Invece, sul fronte della distillazione e della liquoristica il caffè è storicamente rappresentato da Borghetti di F.lli Branca Distillerie. Ideato nel 1860 dal barista anconetano Ugo Borghetti e originariamente chiamato lu svejari (la sveglia, in dialetto marchigiano), è stato il simbolo del calcio italiano degli anni Ottanta e Novanta, nonché il protagonista di celebri cocktail come l’Espresso Martini, il Black Russian e il King George con panna montata. Sempre fedele a sé stesso, solo in occasione dell’ultima giornata mondiale del caffè questo simbolo del buon bere tricolore ha cambiato veste, grazie a una nuova etichetta dal design ancora più grande, in cui restano tuttavia il contrasto cromatico rosso-nero-oro, l’iconica stella – simbolo dell’azienda, nonché tributo all’emblema della Repubblica Italiana – e il ritratto femminile che celebra la donna come una dea, simbolo di forza ed eleganza.
Ma la novità più interessante dell’anno è rappresentata dal lancio di Legre – Essence of Geisha, il primo distillato ottenuto dalla pianta del pregiato caffè Panama Geisha (10.000 dollari al chilogrammo, 50 dollari a tazzina) firmato Spirit of Longboard (ve lo abbiamo raccontato qui).
Anche nel panettone!
Il caffè ha conquistato anche il dolce natalizio per eccellenza, accolto come ingrediente anche da marchi storici come Giovanni Cova & C., che custodisce la ricetta tradizionale del Panétun de Milan dal 1930, ma da tempo ha ormai ampliato il suo assortimento, accostando alla linea dei classici ricettazioni più audaci, tra le quali quest’anno c’è anche il Panettone coffee cream, con crema caffè e gocce di cioccolato al caffè.
Variazioni al caffè anche nella proposta di Sal De Riso, uno dei più creativi e influenti lievitisti del Paese (primo classificato ad “Artisti del Panettone” nel 2019), presidente dell’Accademia Maestri Pasticceri Italiani e socio fondatore dell’Accademia del Lievito Madre e del Panettone Italiano.

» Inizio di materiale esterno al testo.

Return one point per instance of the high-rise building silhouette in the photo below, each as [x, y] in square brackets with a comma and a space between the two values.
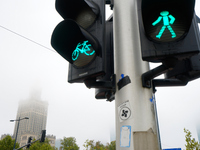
[36, 110]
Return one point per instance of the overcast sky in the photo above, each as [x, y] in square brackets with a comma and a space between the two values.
[28, 62]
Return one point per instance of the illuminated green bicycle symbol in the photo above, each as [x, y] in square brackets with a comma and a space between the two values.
[166, 23]
[83, 48]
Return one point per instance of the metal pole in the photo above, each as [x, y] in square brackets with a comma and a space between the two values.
[16, 134]
[136, 127]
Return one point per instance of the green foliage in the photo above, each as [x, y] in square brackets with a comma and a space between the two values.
[41, 146]
[69, 144]
[91, 145]
[7, 143]
[191, 144]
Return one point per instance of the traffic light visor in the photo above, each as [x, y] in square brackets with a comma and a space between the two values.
[167, 20]
[78, 10]
[74, 44]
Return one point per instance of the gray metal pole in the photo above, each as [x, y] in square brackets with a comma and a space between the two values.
[16, 134]
[136, 127]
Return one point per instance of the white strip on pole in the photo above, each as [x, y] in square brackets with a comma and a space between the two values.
[136, 127]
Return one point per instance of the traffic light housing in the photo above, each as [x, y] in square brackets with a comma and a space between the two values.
[79, 38]
[29, 141]
[168, 29]
[42, 139]
[105, 93]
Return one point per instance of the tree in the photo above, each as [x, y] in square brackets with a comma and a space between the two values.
[41, 146]
[7, 143]
[191, 144]
[69, 144]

Il suo laboratorio artigianale in Costiera Amalfitana si trasforma ogni anno in una “fabbrica del panettone” dove si sfornano eccellenze che gli sono valsi negli anni ben sedici dei sessanta premi ottenuti a livello nazionale e internazionale. Quest’anno tra le proposte c’è il panettone Caffè Napoletano, farcito con crema al caffè profumato alle spezie e gocce di cioccolato.
New entry alla caffeina anche in casa Scutellà, emblema dell’eccellenza nella pasticceria calabra dal 1930, che propone un panettone basato sui contrasti, con un profumo intenso di moka appena fatta e la dolcezza del caramello mou.

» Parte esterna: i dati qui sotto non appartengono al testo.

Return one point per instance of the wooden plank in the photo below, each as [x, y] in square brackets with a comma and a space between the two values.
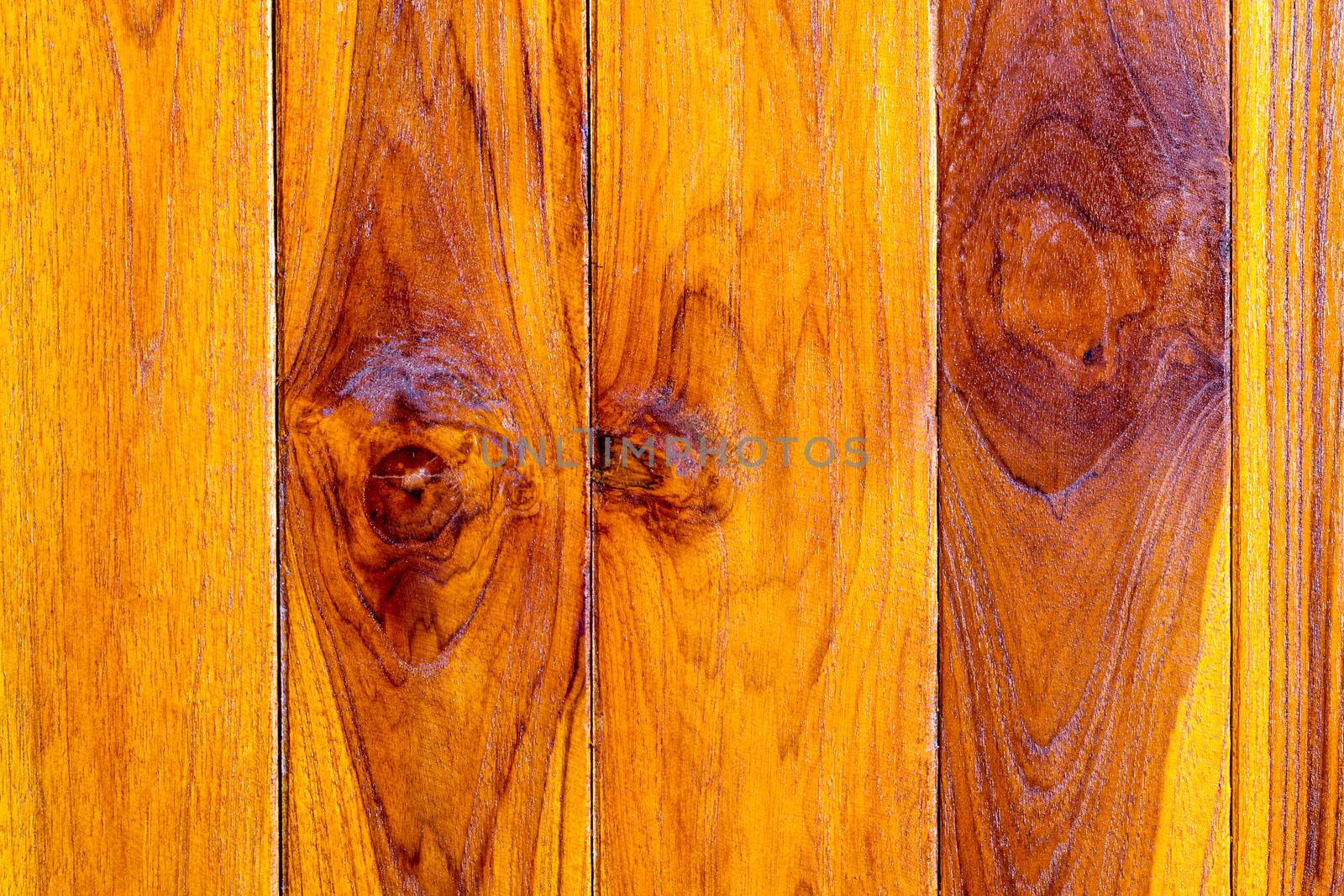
[764, 636]
[1084, 443]
[1289, 170]
[433, 249]
[138, 663]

In Sicilia, infine, Angelo Inglima vanta tra le specialità da cinquant’anni ispirate alle ricette della nonna Maria anche il panettone artigianale al caffè, in cui il classico impasto a lievitazione naturale viene arricchito con del caffè espresso, con del caramello e della crema al whisky, mentre la copertura è realizzata con glassa al cioccolato.
Insomma, il caffè non è più solo un momento di accoglienza e socialità che si svolge quotidianamente (e talvolta frettolosamente) al bar, bensì un vero e proprio ingrediente (complesso e cerebrale) da utilizzare in pietanze, drink, lievitati che celebrano il gesto primordiale della tostatura (che amplifica gli aromi rendendoli più persistenti e intensi), quello rituale dell’infusione (che estrae l’essenza permettendo di esaltare al meglio le note caratteristiche dei chicchi), quello culturale del blending di varietà (che rende il tutto più sfaccettato e interessante).
Il risultato è una metamorfosi della bevanda familiare e aggregativa per eccellenza, che tuttavia non perde il suo ruolo sociale ma lo declina in altre forme, creando nuove occasioni per stare insieme e affascinando anche chi il caffè in purezza non lo beve.